Nutrition Information (Per Serving)
- Calories: 670
- Protein: 46g
- Carbohydrates: 47g
- Fat: 31g
- Saturated Fat: 9g
- Cholesterol: 130mg
- Fiber: 8g
- Sugar: 3g
- Sodium: 780mg
Nutrition values are approximate and may vary depending on the ingredients used.
Expert Tips
- Pork shoulder produces the juiciest, most tender roast, while pork loin is leaner and cooks more quickly.
- Let the pork rest before slicing to retain its juices.
- Toast the rice briefly before adding the broth to enhance its flavor.
- Simmer the beans gently so they stay intact.
- Add a squeeze of fresh lime juice just before serving to brighten the flavors.

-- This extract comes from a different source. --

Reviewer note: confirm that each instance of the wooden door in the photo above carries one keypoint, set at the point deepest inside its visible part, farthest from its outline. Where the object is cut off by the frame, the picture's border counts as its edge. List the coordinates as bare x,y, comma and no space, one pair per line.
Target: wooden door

- Save any leftover pork for tacos, sandwiches, or rice bowls.
Flavor Variations
Cuban-Style Pork
Add ¼ cup orange juice, extra garlic, and a pinch of oregano to the pork marinade for a citrusy twist.
Smoky Chipotle Pork
Mix 1–2 chopped chipotle peppers in adobo sauce into the seasoning paste for smoky heat.
Spanish Rice Version
Replace the plain rice with tomato-based Spanish rice by adding ½ cup tomato sauce and 1 teaspoon paprika to the cooking liquid.
Red Beans and Rice
Swap the black or pinto beans for red kidney beans and season with a pinch of cayenne pepper.
Slow Cooker Version
Place the seasoned pork and chicken broth in a slow cooker. Cook on Low for 8–10 hours or High for 5–6 hours, until the pork is tender enough to shred.
Storage
Refrigerator
Store the pork, rice, and beans separately in airtight containers for up to 4 days.